Del resto la difesa a oltranza dell’accoglienza senza limiti si fa notare come il tema prediletto dalla narrazione dominante – anche se ciò comporta talvolta qualche disonestà intellettuale. Pochi giorni fa è andato in onda il grande show savianeo di fine anno. Nella sua geremiade contro l’Europa che costruisce muri, l’intellettuale napoletano ha richiamato il Trattato di Lisbona. Lo ha fatto citando gli articoli 61 e 63, di cui ha proiettato brevi stralci. Uno, dall’art. 61, cita l’impegno a sviluppare “una politica comune in materia di asilo”, ma è tranciato da un omissis per nulla innocente. La frase continua infatti con “immigrazione e controllo delle frontiere esterne”, ma l’inciso – stonante con l’argomentazione generale di Saviano – è stato arbitrariamente espunto. Innocente non è nemmeno la scelta di omettere l’art. 62, che certo non può essere sfuggito trovandosi proprio là, nel mezzo tra i due invocati.
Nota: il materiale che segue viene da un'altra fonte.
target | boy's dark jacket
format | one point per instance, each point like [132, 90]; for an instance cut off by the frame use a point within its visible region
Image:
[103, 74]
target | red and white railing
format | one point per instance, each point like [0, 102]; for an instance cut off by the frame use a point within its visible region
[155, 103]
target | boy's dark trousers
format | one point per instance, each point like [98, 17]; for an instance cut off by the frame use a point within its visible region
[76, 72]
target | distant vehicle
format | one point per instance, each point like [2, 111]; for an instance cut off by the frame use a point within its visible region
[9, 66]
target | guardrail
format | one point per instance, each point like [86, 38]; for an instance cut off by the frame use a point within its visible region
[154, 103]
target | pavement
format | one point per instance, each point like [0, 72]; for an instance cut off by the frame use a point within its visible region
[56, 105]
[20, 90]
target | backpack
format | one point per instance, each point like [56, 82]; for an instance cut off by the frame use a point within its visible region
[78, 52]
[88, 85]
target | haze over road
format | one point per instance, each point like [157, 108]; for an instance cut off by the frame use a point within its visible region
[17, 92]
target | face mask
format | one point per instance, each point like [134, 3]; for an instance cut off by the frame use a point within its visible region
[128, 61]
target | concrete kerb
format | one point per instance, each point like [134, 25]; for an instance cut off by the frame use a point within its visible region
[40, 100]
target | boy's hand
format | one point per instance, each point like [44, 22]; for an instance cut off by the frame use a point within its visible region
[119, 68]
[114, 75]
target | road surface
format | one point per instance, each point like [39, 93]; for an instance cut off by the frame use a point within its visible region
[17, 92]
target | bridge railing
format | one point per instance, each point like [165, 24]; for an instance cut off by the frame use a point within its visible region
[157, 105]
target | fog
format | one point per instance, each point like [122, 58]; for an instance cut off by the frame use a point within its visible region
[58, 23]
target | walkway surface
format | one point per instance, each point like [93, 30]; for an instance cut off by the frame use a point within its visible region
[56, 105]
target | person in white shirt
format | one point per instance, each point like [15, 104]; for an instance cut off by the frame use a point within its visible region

In quest’articolo si legge: “L’Unione sviluppa una politica volta a […] garantire il controllo delle persone e la sorveglianza efficace dell’attraversamento delle frontiere esterne”.

Con involontaria ironia, Saviano ha proseguito il proprio monologo unendosi alla grande crociata contro le fake news, la quale ottiene i suoi primi risultati nei social, consegnando a organismi partigiani e inaffidabili il compito di decretare ciò ch’è “vero” e ciò ch’è “falso”.

Tagliare e ricucire a piacimento i trattati non è una novità introdotta da Saviano. Quante volte certi commentatori hanno tirato in ballo Schengen per criticare l’idea di limitare l’immigrazione in Europa? Scordandosi che quegli accordi non cancellavano le frontiere interne con una bacchetta magica, ma semplicemente le spostavano all’esterno, a un unico confine comune (art. 17 della Convenzione). Non a caso gli accordi di Schengen sono pieni di riferimenti alla lotta all’ingresso e soggiorno irregolare di persone, al contrasto all’immigrazione clandestina, ai controlli alle frontiere esterne, al fatto che privilegi spettano ai cittadini europei (artt. 3, 5, 6 della Convenzione, artt. 1, 3, 7 e 9 dell’Accordo). Eppure Schengen nella mitologia odierna è divenuta la messa al bando della parola “frontiera” in Europa, e non solo per gli europei ma per tutti gli abitanti dell’universo mondo.

Che si tratti dei giornali mainstream o dei sermoni a reti unificate del papa laico del politicamente corretto, quest’anno è cominciato all’insegna della manipolazione della lingua e dei documenti, in un modo che un fact-checking reale, imparziale e oggettivo non farebbe passare indisturbato. Benvenuti nel nuovo anno – benvenuti nel millenovecentottantaquattro.